Jamaica Kincaid’s writings of A Small Place are fuelled by her passion for her homeland and the predicament which she sees them as being placed into with little or no signs of change to come. Kincaid’s writings have clearly been inspired by her growing up on the island of Antigua the former colony of the British Empire. This piece of writing goes about describing the way in which “you”(1) or us the tourists see her homeland compared to what the “island” lifestyle” is really like on a day to day basis. She goes through the way which it is portrayed or masked for our eyes, when really so little is done that it is astounding. We are given Kincaid’s personal feelings about the structure of government as well as the impacts which colonialism has had on this nation similar to the effects which have been seen on almost every continent where European colonization has occurred. Kincaid portrays the government in a light which emphasises their corruption and the lack of progress away from times during British rule.

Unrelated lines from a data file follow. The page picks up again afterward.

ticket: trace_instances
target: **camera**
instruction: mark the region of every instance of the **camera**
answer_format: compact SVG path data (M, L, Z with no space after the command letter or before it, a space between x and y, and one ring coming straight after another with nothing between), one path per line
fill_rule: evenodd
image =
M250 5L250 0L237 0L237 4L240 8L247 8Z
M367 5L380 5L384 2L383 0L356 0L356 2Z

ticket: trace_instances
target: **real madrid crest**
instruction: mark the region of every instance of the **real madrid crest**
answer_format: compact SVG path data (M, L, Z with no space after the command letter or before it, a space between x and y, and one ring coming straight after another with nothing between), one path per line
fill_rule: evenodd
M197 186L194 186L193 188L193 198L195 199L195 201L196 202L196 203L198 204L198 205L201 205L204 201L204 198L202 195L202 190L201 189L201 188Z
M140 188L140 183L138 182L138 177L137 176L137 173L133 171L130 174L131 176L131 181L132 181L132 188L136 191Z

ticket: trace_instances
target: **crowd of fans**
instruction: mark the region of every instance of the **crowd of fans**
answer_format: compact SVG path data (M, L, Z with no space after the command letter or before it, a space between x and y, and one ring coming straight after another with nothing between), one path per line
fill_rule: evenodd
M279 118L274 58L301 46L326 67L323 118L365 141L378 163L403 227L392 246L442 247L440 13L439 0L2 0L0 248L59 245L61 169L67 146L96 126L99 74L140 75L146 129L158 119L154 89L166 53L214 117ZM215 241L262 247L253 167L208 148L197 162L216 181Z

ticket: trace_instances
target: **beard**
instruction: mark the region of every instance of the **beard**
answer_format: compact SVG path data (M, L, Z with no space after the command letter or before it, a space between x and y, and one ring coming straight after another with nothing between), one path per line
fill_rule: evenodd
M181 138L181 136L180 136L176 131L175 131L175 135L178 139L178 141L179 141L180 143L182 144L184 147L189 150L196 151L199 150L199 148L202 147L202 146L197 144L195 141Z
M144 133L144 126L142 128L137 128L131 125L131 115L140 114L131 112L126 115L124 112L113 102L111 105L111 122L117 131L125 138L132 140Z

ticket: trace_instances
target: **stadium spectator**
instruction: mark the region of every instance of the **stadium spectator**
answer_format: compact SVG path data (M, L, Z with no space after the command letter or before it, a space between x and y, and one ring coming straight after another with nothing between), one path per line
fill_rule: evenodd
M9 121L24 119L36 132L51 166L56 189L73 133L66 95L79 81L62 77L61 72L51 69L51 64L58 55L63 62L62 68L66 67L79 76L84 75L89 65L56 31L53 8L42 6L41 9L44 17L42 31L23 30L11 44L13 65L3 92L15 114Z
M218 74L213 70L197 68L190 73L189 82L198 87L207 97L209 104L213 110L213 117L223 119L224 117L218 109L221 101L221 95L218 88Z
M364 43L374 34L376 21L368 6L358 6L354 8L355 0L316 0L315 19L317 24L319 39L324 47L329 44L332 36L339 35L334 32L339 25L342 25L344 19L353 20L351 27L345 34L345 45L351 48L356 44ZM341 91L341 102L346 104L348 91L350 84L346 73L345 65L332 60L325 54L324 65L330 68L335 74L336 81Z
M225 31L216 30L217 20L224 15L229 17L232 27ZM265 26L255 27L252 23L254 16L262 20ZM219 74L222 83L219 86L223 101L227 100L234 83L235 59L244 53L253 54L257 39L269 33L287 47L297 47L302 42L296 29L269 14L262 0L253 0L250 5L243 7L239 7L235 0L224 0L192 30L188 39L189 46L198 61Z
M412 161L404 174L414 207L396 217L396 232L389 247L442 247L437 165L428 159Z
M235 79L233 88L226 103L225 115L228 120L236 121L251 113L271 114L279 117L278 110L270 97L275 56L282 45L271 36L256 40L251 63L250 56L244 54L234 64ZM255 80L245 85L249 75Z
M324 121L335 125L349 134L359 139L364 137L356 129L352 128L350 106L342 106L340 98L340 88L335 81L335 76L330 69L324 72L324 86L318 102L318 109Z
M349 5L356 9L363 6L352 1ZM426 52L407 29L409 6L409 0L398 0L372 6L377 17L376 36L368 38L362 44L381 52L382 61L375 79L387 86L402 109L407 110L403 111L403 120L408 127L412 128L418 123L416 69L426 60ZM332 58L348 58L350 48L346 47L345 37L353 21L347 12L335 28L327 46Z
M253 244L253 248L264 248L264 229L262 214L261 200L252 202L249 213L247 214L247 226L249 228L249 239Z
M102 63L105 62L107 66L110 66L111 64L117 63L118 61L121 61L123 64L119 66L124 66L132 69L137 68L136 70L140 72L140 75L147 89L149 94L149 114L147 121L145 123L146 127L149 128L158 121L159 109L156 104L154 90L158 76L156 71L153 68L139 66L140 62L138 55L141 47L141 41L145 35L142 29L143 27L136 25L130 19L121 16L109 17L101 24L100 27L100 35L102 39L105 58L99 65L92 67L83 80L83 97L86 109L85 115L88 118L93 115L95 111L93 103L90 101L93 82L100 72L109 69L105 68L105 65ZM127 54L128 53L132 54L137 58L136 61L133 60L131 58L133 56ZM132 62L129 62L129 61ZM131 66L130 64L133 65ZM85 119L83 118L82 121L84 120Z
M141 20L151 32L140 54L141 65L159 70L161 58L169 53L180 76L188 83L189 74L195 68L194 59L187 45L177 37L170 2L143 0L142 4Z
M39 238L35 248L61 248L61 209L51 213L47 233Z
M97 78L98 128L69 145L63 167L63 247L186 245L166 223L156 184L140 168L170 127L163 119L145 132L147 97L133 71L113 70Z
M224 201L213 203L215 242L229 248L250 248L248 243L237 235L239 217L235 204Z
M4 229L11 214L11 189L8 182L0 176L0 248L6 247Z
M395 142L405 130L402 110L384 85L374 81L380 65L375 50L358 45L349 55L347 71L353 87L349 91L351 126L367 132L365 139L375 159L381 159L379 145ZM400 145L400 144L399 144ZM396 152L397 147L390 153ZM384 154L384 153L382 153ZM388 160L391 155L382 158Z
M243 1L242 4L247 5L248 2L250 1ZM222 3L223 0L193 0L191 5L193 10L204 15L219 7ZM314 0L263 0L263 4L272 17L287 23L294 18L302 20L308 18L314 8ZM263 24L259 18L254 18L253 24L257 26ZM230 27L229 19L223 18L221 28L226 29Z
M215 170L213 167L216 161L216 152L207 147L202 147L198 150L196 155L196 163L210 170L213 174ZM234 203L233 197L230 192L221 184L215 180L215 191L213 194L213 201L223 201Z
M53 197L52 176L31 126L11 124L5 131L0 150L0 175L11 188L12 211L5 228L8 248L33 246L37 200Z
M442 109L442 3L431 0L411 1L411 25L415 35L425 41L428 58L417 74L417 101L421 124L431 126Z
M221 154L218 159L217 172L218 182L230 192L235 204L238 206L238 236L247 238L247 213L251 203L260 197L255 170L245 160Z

Through her writings we gain an insight into the lives of the peoples whose home we visit, yet they, “are too poor to escape”(19) from the very places we wish to visit. Kincaid describes the state of affairs within the nation of Antigua and the seemingly limitless shortcomings of the government. The main emphasis which Kincaid stresses is that even though the island of Antigua is no longer under colonial rule, the system of exploitation and the gap between those who rule and those who make up the population still remains. This fact is emphasised by the repeated mention of the state of the medical systems on the island. Kincaid is adamant that, “All the ministers of Government go overseas for medical treatment” (66) .  However Kincaid’s criticisms lack certain validity for a few reasons.

For readers such as me who have looked into the life of Kincaid we find her preaching to the shortcomings of a government somewhat troubling for a few reasons. Kincaid writes with a passion for her homeland calling into question the cycle of abuse and mistrust that comes to pass through the process of colonization, yet one is likely to question what authority she speaks on. Kincaid is removed from what she depicts as a struggle against the corruption of the government. Yet Kincaid is described as “a Caribbean novelist, gardener, and gardening author” this being said one may question the authority which she can speak on as she appears as more of an outsider than a true Antiguian living this life.

To say that what Kincaid is saying lacks any truth is a false statement, as there is no doubt that the political system within the country as well as those outside of it do little to improve the lives of these islanders. When the, “government is for sale; anybody from anywhere”(47) can get whatever they wish from this system in place.  However for myself Kincaid’s residence of Vermont as well as being described as a gardening author by Wikipedia does take away from her more than her writings and as such makes me dislike this novel. The diction with which Kincaid writes, filled with passion, can come off as being over aggressive and lacking in a solid foundation of ongoing personal struggle which she makes it appear that she possess.